Actions: Left, down, right or up on the grid. Encoding is LEFT=0, DOWN=1, RIGHT=2, UP=3
.
╔════════════════════════════╗
║ ·A · · · · B · ║
║ · · · · · · ║
║ · · · · · · ║
║ · · M · · · · ║
║ · · · · · · ║
╚════════════════════════════╝
grid_size = (N, M) = (5, 5):
Dimensions of the simulation grid. M x N should be equal to at least 3.
screen_size = (X, Y) = (600, 600):
Dimensions of the virtual display where the game will render.
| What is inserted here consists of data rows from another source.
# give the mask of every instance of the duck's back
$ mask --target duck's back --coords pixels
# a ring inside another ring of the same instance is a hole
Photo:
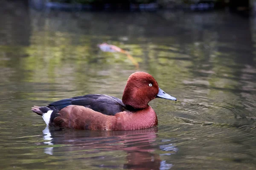
[[[103,94],[87,94],[53,102],[47,107],[60,110],[70,105],[83,106],[107,115],[114,115],[125,110],[125,105],[118,98]]]

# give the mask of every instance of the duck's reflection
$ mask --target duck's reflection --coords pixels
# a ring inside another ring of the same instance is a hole
[[[71,145],[65,147],[68,151],[82,150],[96,153],[124,151],[127,153],[126,161],[123,167],[125,169],[157,170],[162,169],[163,166],[170,167],[172,164],[162,161],[159,154],[154,152],[160,149],[155,142],[157,131],[157,127],[133,131],[100,131],[49,129],[47,127],[43,132],[44,139],[48,141],[45,144]],[[44,149],[45,153],[50,155],[54,155],[54,147]]]

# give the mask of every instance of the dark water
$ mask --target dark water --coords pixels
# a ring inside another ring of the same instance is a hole
[[[255,169],[256,21],[227,11],[37,11],[0,6],[1,169]],[[122,97],[139,70],[177,97],[150,103],[154,128],[45,129],[34,105]]]

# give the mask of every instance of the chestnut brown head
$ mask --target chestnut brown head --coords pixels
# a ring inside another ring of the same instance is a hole
[[[177,100],[158,86],[157,82],[148,73],[137,72],[131,75],[125,88],[122,101],[127,106],[142,109],[156,97]]]

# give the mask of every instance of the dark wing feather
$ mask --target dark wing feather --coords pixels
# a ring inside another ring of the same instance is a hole
[[[102,94],[87,94],[53,102],[47,106],[60,110],[70,105],[79,105],[90,108],[107,115],[124,111],[125,105],[120,99]]]

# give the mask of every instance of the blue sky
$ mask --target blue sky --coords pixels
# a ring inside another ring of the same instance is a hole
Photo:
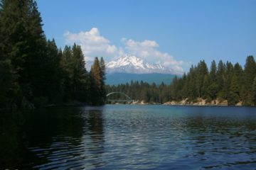
[[[86,60],[125,53],[177,72],[205,60],[256,56],[255,0],[38,0],[43,29],[63,47],[81,45]]]

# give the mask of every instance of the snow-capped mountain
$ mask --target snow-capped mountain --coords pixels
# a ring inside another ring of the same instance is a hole
[[[142,59],[131,55],[125,55],[115,61],[106,64],[107,73],[162,73],[170,74],[171,71],[160,64],[149,64]]]

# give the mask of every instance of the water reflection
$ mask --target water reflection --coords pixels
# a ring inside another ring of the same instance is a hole
[[[253,108],[106,106],[2,114],[0,168],[253,169],[255,113]]]

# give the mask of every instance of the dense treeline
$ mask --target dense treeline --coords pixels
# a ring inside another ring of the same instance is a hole
[[[227,100],[229,105],[242,102],[252,106],[256,104],[256,64],[254,57],[248,56],[244,68],[238,63],[233,65],[220,60],[217,64],[213,60],[209,69],[203,60],[181,77],[175,76],[168,86],[136,81],[107,86],[107,91],[122,91],[134,100],[146,102],[163,103],[186,98],[196,102],[201,98],[208,102]]]
[[[36,1],[0,4],[0,108],[105,103],[102,58],[96,57],[88,72],[80,45],[61,50],[46,40]]]
[[[119,84],[117,86],[106,86],[107,93],[122,92],[127,94],[132,100],[144,101],[146,103],[163,103],[171,100],[170,86],[161,83],[160,86],[155,83],[149,84],[144,81],[133,81],[129,84]],[[112,94],[108,99],[127,99],[126,96],[122,94]]]

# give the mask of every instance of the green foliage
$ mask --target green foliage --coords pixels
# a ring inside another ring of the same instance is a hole
[[[256,76],[253,80],[252,84],[252,104],[256,106]]]
[[[255,63],[252,56],[248,57],[245,69],[238,63],[233,65],[227,62],[224,64],[220,60],[218,67],[213,61],[208,72],[203,60],[192,66],[187,74],[180,77],[175,76],[169,85],[162,84],[157,86],[154,84],[131,81],[128,84],[107,86],[107,91],[122,91],[134,100],[151,103],[163,103],[183,99],[195,102],[198,98],[202,98],[207,102],[218,99],[219,101],[228,100],[229,105],[235,105],[240,101],[244,105],[255,105]]]
[[[240,101],[240,88],[238,76],[234,74],[230,85],[230,90],[228,97],[228,105],[235,105]]]
[[[100,100],[92,102],[81,47],[74,44],[62,52],[54,40],[46,40],[35,1],[1,1],[0,23],[0,107],[33,108],[33,103],[69,101],[104,103],[103,59],[100,78],[92,75],[91,79],[100,81],[95,84]]]

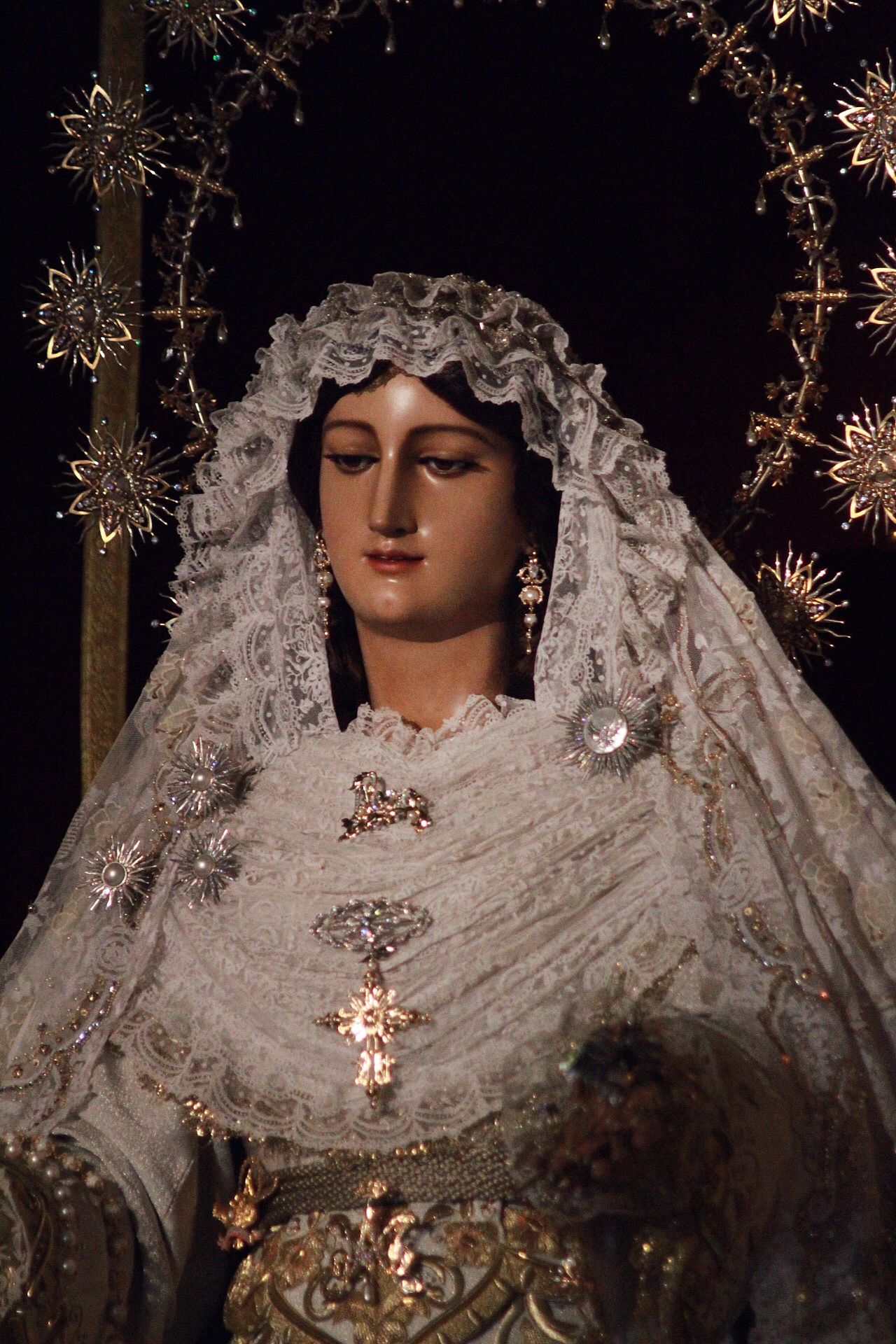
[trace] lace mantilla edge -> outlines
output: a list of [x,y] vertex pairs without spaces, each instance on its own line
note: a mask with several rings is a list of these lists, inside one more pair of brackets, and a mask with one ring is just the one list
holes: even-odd
[[[282,317],[271,335],[244,401],[216,414],[218,453],[180,511],[183,614],[169,656],[189,650],[177,703],[203,706],[195,731],[211,718],[231,724],[240,749],[265,762],[334,728],[314,536],[289,492],[286,456],[321,379],[355,383],[376,359],[422,376],[459,360],[480,398],[520,405],[527,442],[555,464],[564,492],[556,573],[578,578],[552,590],[536,698],[571,710],[595,650],[610,677],[634,657],[656,681],[647,664],[699,542],[661,456],[606,399],[603,370],[568,358],[544,309],[463,277],[388,273],[372,286],[333,286],[304,323]],[[258,554],[262,536],[273,563]],[[607,547],[618,563],[606,563]]]

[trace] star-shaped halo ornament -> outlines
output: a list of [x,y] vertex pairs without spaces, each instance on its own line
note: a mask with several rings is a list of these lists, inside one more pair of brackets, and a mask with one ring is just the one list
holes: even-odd
[[872,535],[880,523],[896,527],[896,407],[881,415],[877,406],[873,414],[862,406],[840,442],[826,474],[838,487],[837,497],[849,500],[849,521],[870,521]]
[[87,456],[69,462],[79,491],[69,512],[95,527],[103,546],[124,535],[152,532],[153,523],[171,515],[172,460],[153,457],[152,438],[136,433],[121,438],[101,425],[87,437]]
[[866,323],[880,328],[875,349],[883,345],[885,353],[891,353],[896,347],[896,250],[889,243],[884,243],[884,249],[887,258],[877,258],[880,266],[862,266],[862,270],[868,270],[873,285],[868,296],[872,310]]
[[[789,659],[799,664],[822,657],[834,640],[846,638],[837,616],[848,602],[840,599],[836,586],[840,574],[827,578],[827,570],[815,570],[817,555],[807,560],[787,547],[787,559],[775,556],[774,564],[760,564],[756,573],[759,605]],[[826,660],[827,661],[827,660]]]
[[185,849],[175,859],[175,886],[193,906],[218,905],[224,887],[239,872],[236,845],[226,827],[187,833]]
[[857,0],[758,0],[755,9],[764,11],[775,28],[789,24],[799,24],[799,31],[805,32],[806,23],[827,23],[834,11],[842,4],[856,4]]
[[137,840],[129,844],[110,840],[89,856],[83,874],[94,898],[90,909],[117,906],[121,918],[129,919],[149,895],[156,860]]
[[214,51],[220,38],[232,38],[244,22],[242,0],[144,0],[150,27],[161,38],[161,55],[173,47]]
[[134,340],[128,325],[134,302],[122,285],[102,274],[95,258],[78,261],[73,251],[69,262],[48,267],[39,293],[32,317],[50,331],[48,360],[60,359],[63,366],[71,360],[71,367],[81,363],[93,372],[117,345]]
[[660,746],[660,700],[653,687],[622,684],[618,692],[594,687],[575,714],[564,718],[567,751],[584,774],[627,780],[635,761]]
[[240,774],[227,747],[195,738],[175,758],[168,798],[181,821],[204,821],[235,801]]
[[893,63],[884,74],[881,66],[868,70],[865,87],[853,81],[852,87],[838,85],[852,98],[840,99],[837,120],[844,130],[840,138],[853,146],[852,165],[869,173],[869,180],[880,175],[896,183],[896,75]]
[[69,146],[59,168],[91,181],[97,196],[110,188],[145,188],[146,173],[161,165],[164,140],[146,117],[141,97],[111,97],[95,83],[89,94],[78,94],[74,109],[58,121]]

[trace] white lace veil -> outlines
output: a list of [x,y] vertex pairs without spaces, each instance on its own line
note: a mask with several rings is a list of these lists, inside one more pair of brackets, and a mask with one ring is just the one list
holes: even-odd
[[739,862],[716,852],[719,788],[704,769],[723,743],[798,930],[776,950],[780,965],[798,976],[810,949],[823,966],[896,1134],[893,806],[669,492],[661,454],[604,396],[603,368],[575,363],[536,304],[463,276],[334,285],[305,321],[282,317],[271,335],[246,396],[216,415],[218,450],[180,507],[171,644],[3,961],[4,1125],[50,1130],[74,1110],[138,1001],[169,884],[132,926],[90,909],[83,864],[111,837],[153,848],[172,751],[204,734],[263,767],[339,731],[313,530],[286,478],[296,422],[325,378],[357,383],[376,360],[426,376],[459,360],[481,401],[519,403],[527,444],[552,461],[563,493],[536,703],[570,712],[598,665],[607,685],[635,676],[674,698],[676,769],[686,767],[716,864]]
Irrelevant if pygame will not be used.
obs_type = 'image' or 'coords' = 'image':
What type of observation you want. Image gets you a coordinate array with RGB tuples corresponding to pixel color. Coords gets you a coordinate array with boolean tuples of size 4 signifying the presence of entities in that cell (index 0 is agent A, index 1 is agent B, index 2 is young plant, index 3 is mature plant).
load_renderer = bool = False:
Used if you want to render some iterations when using coordinate observations. Irrelevant when using image observations.
streak_break_punishment_factor = float = 0.5:
The factor for calculating the negative reinforcement.